İçişleri Bakanı Şahin’in son açıklamaları doğal olarak çok tepki çekti. Siyaset bir kez ‘tek millet, tek parti’ rotasına girince gerisi, ‘saray kulisi’ne dönüyor. O saatten sonra, birileri umutlarını ‘saray içinde kavga çıksın’a bağlıyor, kimileri siyasi yorum adına ‘kimin kimle arası bozuk?’ sorusuna cevap bulmaya girişiyor. Birileri, işlerin kötü gitmesini, ‘Dahiliye Nazırı’nın kötü bir seçim’ olduğuna yoruyor, diğerleri, ‘ama iyi ki, sarayda iyi adamlar da var, geçenlerde şunu dedi, bu iyiye işaret’ diye kendini oyalıyor.
Demokrasi böyle bir şey değildir; kimsenin iki dudağı arasından çıkan, ‘şu iyi’, ‘bu kötü’ lafla yürümez. Ayrıca, bırakın demokrasiyi, ‘ayinesi iştir kişinin, lafa bakılmaz’! Dahası, demokrasilerde, iş iktidarın iyi niyetine kalmaz. Hak ve özgürlükler açısından işler ters gidiyorsa bunun tek sorumlusu iktidar değildir. Hak ve özgürlüklere sahip çıkanlar ne kadar çoksa, hak ve özgürlük alanı o kadar geniş olur. Daha doğrusu bu bir sarmaldır, şu veya bu iktidar hak ve özgürlükleri baskılamaya giriştiğinde karşılaştığı tepki, baskı siyasetlerinin seyrini belirler.
Basra harap olduktan...
Bir ülkede, meslekleri demokratlıktan ibaret olanlar bile, ‘kurunun yanında yaş da yanar’ diyorsa sonu İdris Naim Şahin olur. Bir ülkede, şu gazeteci tutuklandığında, ‘ama o da kötü bir adamdı, mutlaka bir şeyler yapmıştır’ diye gerisini sorgulamaktan imtina ederse, sonu İdris Naim Şahin olur.
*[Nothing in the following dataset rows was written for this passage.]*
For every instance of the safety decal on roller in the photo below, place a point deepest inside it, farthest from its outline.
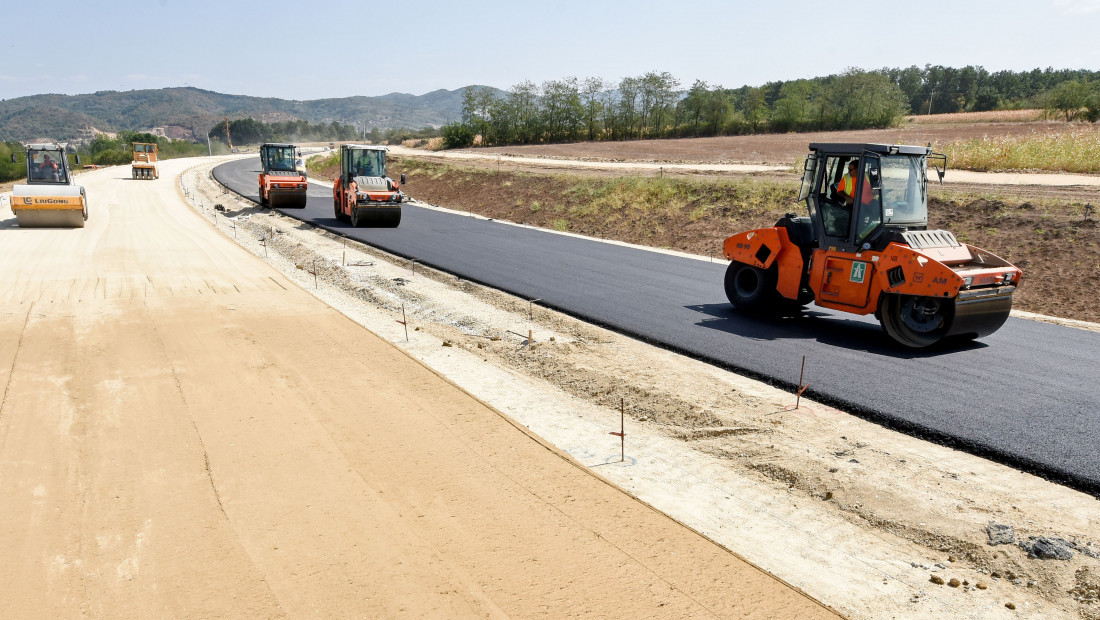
(858, 272)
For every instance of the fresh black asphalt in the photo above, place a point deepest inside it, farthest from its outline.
(1025, 396)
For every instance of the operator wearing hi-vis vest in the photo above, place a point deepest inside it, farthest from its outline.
(846, 189)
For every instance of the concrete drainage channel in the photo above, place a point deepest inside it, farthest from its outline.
(722, 454)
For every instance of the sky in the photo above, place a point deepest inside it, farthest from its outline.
(330, 48)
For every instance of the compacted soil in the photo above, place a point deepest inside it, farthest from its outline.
(185, 432)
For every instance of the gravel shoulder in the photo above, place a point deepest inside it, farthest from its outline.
(871, 522)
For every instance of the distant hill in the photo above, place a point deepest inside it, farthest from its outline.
(190, 112)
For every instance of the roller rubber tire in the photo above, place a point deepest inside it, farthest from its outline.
(750, 288)
(916, 322)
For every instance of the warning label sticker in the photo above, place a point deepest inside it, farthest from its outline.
(858, 272)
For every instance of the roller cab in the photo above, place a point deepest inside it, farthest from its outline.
(145, 162)
(50, 198)
(363, 194)
(282, 176)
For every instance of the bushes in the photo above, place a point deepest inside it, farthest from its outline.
(458, 135)
(9, 170)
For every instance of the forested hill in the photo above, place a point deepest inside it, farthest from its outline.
(190, 112)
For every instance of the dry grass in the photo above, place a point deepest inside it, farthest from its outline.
(1076, 151)
(990, 117)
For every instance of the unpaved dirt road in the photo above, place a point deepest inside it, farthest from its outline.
(184, 432)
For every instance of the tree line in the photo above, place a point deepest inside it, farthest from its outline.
(251, 131)
(655, 106)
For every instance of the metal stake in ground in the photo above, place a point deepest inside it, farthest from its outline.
(802, 388)
(622, 432)
(405, 322)
(530, 320)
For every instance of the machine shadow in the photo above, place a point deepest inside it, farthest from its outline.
(814, 324)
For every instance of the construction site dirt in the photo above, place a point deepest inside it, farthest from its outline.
(871, 522)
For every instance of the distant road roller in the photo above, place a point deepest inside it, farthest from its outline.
(363, 194)
(50, 198)
(282, 181)
(144, 165)
(866, 248)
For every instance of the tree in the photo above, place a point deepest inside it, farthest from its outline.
(1068, 98)
(458, 135)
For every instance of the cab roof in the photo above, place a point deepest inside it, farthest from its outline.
(856, 148)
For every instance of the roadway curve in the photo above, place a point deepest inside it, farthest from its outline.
(1023, 396)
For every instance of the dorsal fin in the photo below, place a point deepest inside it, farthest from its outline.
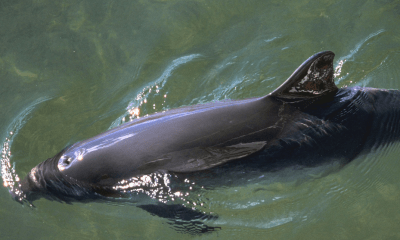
(314, 78)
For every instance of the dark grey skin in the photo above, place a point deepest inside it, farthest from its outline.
(307, 121)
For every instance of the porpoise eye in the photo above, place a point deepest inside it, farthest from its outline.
(67, 161)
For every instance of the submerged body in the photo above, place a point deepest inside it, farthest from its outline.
(306, 121)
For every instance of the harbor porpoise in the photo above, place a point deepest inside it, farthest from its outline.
(306, 121)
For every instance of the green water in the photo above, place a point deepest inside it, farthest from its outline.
(72, 69)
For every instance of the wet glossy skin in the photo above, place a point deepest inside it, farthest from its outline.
(306, 121)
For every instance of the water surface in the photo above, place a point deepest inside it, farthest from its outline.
(72, 69)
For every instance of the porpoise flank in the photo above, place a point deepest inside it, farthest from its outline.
(306, 121)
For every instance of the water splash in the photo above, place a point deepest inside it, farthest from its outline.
(10, 178)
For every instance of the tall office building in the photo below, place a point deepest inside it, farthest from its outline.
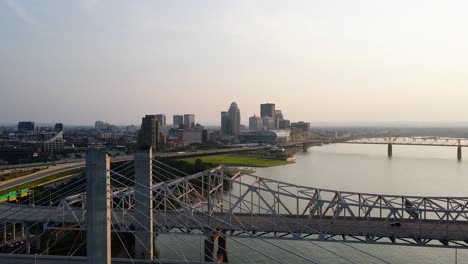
(268, 123)
(230, 120)
(189, 120)
(26, 127)
(177, 120)
(58, 127)
(284, 124)
(234, 119)
(278, 117)
(225, 124)
(304, 126)
(255, 123)
(149, 133)
(268, 109)
(162, 119)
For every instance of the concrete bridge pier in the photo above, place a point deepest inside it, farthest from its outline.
(98, 207)
(209, 248)
(4, 233)
(210, 242)
(144, 241)
(222, 247)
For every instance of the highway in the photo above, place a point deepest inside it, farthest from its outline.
(60, 166)
(276, 225)
(52, 170)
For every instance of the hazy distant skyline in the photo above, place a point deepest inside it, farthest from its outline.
(319, 61)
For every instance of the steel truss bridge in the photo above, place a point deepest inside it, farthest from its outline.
(147, 198)
(412, 141)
Bir ülkede, bir siyasi harekete yönelik baskıları dillendirmeye çalışanı mestektaşları ‘Kandil muhibbi’ diye yaftalıyorsa, sonu İdris Naim Şahin olur. Bir ülkede, kendine demokrat, aydın diyenler, kendilerini ifade etme özgürlü olmayan ağzı bantlanmış olanların karşısına geçip, ‘önce şu soruların cevaplarını verin, sonra bizden destek bekleyin’ derse, sonu İdris Naim Şahin olur. Bir ülkede eli kalem tutanların ezici çoğunluğu, ‘iktidar şunu yaptı ama sorun bakalım niye yaptı? Bunu yaptı ama belli ki ilerde iyi şeyler yapacak’ diye mazeret mucitliğine girişirse sonu böyle olur.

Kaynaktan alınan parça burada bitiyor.